A random Hall-Paige Conjecture

Abstract

A transversal in the multiplication table of a group is a set of |G| entries with different rows, columns, & symbols. Which multiplication tables have transversals? An answer was conjectured by Hall & Paige and proved by Wilcox, Evans, and Bray using the classification of finite simple groups. Recently, Eberhard, Manners, and Mrazović found an alternative proof of the Hall-Paige conjecture for sufficiently large groups using ideas from analytic number theory. In this talk, a third proof will be presented using a third set of techniques, this time from probabilistic combinatorics. The new proof is versatile enough to be applicable to a wide range of problems on the boundary of combinatorics and algebra. In particular, conjectures of Snevily, Cichacz, Tannenbaum, Evans, and Keedwall can be solved for sufficiently large groups. Joint work with Alp Müyesser.

Speaker Intro

Alexey Pokrovskiy completed his PhD on the topic of "Graph Powers, Partitions, and other Extremal Problems" under the supervision of Jozef Skokan and Jan van den Heuvel.

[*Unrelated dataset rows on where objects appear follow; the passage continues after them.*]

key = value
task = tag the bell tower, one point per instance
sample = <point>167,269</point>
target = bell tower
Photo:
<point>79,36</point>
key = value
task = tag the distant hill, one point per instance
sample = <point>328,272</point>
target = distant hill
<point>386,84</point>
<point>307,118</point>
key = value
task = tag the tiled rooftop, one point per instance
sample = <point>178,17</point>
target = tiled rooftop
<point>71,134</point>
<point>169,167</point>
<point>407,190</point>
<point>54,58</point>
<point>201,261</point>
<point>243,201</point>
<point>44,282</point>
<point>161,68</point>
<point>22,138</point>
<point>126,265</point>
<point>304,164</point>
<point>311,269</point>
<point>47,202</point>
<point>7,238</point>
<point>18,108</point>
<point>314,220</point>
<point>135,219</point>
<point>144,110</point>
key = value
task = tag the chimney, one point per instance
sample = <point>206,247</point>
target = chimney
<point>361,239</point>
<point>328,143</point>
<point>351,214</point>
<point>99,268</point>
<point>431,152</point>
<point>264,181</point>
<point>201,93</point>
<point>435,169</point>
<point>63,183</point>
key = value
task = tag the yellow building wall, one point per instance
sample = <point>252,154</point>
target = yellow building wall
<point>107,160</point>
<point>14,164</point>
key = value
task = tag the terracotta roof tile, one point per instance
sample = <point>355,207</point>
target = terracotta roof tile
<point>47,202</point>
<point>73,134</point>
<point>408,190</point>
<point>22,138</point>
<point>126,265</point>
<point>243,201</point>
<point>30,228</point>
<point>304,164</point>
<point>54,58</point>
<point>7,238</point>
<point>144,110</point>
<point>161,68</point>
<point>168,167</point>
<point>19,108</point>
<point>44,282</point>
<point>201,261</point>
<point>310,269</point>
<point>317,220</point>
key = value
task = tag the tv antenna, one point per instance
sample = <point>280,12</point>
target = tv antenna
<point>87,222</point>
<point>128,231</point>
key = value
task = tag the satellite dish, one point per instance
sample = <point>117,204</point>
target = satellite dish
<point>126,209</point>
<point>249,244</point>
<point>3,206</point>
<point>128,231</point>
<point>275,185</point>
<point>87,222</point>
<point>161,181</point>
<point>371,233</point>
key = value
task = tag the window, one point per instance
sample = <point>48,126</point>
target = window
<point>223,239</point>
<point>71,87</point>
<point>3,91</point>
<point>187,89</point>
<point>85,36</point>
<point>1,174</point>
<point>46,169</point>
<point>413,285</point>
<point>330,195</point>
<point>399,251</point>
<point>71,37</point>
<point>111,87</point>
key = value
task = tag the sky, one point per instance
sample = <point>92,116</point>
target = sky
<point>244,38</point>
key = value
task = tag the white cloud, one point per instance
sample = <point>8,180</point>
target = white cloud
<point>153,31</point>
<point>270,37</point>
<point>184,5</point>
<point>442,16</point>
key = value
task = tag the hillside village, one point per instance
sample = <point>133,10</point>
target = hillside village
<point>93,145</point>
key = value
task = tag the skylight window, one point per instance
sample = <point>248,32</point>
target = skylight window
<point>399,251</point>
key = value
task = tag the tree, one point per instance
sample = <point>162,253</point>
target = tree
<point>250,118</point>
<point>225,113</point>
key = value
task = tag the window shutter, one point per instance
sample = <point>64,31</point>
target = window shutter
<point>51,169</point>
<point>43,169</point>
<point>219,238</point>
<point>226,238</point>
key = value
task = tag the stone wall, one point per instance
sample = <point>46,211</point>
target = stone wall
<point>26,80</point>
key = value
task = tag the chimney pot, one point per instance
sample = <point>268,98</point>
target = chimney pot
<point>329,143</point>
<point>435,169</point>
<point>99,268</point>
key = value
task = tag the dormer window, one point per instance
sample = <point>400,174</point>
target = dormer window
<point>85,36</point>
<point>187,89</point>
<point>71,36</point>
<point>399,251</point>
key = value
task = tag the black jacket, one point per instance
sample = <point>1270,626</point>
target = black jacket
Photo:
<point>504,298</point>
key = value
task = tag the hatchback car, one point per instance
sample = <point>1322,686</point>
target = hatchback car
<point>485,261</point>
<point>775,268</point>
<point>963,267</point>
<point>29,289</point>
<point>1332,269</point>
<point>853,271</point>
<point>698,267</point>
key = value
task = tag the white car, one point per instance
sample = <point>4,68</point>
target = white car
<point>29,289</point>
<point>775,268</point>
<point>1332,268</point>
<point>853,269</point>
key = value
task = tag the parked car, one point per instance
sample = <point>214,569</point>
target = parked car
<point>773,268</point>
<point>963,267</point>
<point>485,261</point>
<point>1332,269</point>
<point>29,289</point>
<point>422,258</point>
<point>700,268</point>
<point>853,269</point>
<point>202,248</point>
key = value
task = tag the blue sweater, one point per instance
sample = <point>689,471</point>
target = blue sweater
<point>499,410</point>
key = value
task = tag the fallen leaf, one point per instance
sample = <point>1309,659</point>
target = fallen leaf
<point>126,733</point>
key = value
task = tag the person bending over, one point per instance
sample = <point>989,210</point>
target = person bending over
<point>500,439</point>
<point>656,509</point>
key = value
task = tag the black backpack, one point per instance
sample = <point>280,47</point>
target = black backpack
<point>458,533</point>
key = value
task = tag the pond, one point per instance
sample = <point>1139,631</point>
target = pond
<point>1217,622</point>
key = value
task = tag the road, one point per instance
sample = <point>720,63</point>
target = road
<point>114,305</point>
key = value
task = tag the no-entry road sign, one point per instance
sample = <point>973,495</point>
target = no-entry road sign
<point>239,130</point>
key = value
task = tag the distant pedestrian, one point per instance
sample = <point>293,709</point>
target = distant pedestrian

Since then, he has continued working on extremal combinatorics particularly on the areas of Ramsey theory, Latin squares, and positional games. Prior to joining UCL he was a postdoc at Freie Universitat Berlin and ETH Zurich, and a lecturer at Birkbeck College. Currently he is a lecturer at University College London, and works on problems in-between combinatorics and algebra. In 2019 he received the European Prize in Combinatorics jointly with Richard Montgomery.